Os estudos apontam que microrganismos dos gêneros Bacillus e Serratia apresentaram alta eficiência no combate à queima dos racemos e à podridão do tronco, consideradas atualmente dois dos principais problemas fitossanitários da cultura. A descoberta abre caminho para o desenvolvimento de bioinsumos agrícolas mais sustentáveis e alinhados às exigências do mercado consumidor.
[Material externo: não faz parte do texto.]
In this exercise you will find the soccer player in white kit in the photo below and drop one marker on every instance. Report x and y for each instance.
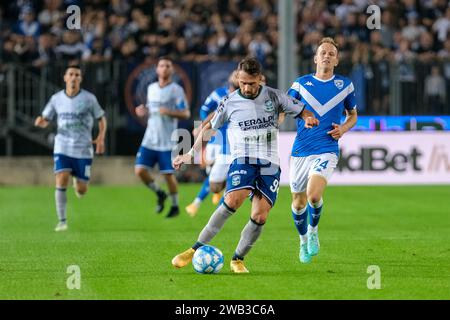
(315, 152)
(166, 103)
(252, 114)
(75, 110)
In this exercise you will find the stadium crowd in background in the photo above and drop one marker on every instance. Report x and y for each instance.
(35, 32)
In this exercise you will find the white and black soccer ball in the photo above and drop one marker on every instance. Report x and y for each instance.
(207, 259)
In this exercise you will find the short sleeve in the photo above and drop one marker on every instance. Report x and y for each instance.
(290, 105)
(220, 116)
(294, 90)
(350, 100)
(181, 100)
(49, 110)
(97, 111)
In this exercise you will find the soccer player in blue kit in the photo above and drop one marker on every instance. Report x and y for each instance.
(166, 103)
(252, 113)
(75, 110)
(315, 151)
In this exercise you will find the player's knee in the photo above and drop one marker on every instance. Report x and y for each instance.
(259, 217)
(232, 202)
(314, 198)
(215, 187)
(139, 171)
(298, 202)
(297, 206)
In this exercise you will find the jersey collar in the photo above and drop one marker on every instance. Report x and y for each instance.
(71, 97)
(323, 80)
(259, 91)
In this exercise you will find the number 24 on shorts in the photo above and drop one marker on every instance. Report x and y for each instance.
(317, 164)
(274, 186)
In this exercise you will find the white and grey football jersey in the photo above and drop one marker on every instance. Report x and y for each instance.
(253, 123)
(160, 128)
(75, 119)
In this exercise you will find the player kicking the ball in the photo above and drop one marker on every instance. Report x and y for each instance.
(75, 110)
(252, 114)
(315, 152)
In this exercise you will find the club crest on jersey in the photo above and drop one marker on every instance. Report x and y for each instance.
(268, 106)
(236, 180)
(339, 84)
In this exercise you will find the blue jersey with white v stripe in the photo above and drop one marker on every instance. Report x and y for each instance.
(327, 100)
(210, 105)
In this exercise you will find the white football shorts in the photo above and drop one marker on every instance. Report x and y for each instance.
(302, 168)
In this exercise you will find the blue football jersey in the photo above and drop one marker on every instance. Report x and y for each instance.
(210, 105)
(327, 100)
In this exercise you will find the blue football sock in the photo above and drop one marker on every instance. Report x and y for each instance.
(204, 190)
(301, 220)
(314, 211)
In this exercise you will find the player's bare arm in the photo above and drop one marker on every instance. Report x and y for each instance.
(310, 120)
(141, 111)
(100, 140)
(179, 114)
(339, 130)
(41, 122)
(205, 133)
Controle biológico ganha força na macadamicultura brasileira

As pesquisas fazem parte da tese de doutorado do pesquisador Marcos Abreu, desenvolvida na Unesp sob orientação do pesquisador Bernardo Halfeld, da Embrapa Meio Ambiente.

Os trabalhos tiveram origem em um amplo levantamento fitossanitário iniciado em 2018 e concluído em 2024, que mapeou as principais doenças presentes nos cultivos comerciais de macadâmia na principal região produtora do país.

Segundo os pesquisadores, o estudo representou um marco para a cadeia produtiva ao organizar, pela primeira vez, informações detalhadas sobre os principais patógenos da cultura no Brasil.

A partir desse diagnóstico, os cientistas passaram a buscar alternativas sustentáveis de manejo sanitário capazes de reduzir perdas produtivas e diminuir a dependência de agroquímicos.

Bactérias nativas combatem a queima dos racemos

Um dos estudos concentrou esforços no controle da queima dos racemos, doença causada pelo fungo Cladosporium xanthochromaticum. O problema compromete diretamente as estruturas florais da macadâmia, reduzindo a formação dos frutos e causando prejuízos expressivos em condições favoráveis ao desenvolvimento do fungo.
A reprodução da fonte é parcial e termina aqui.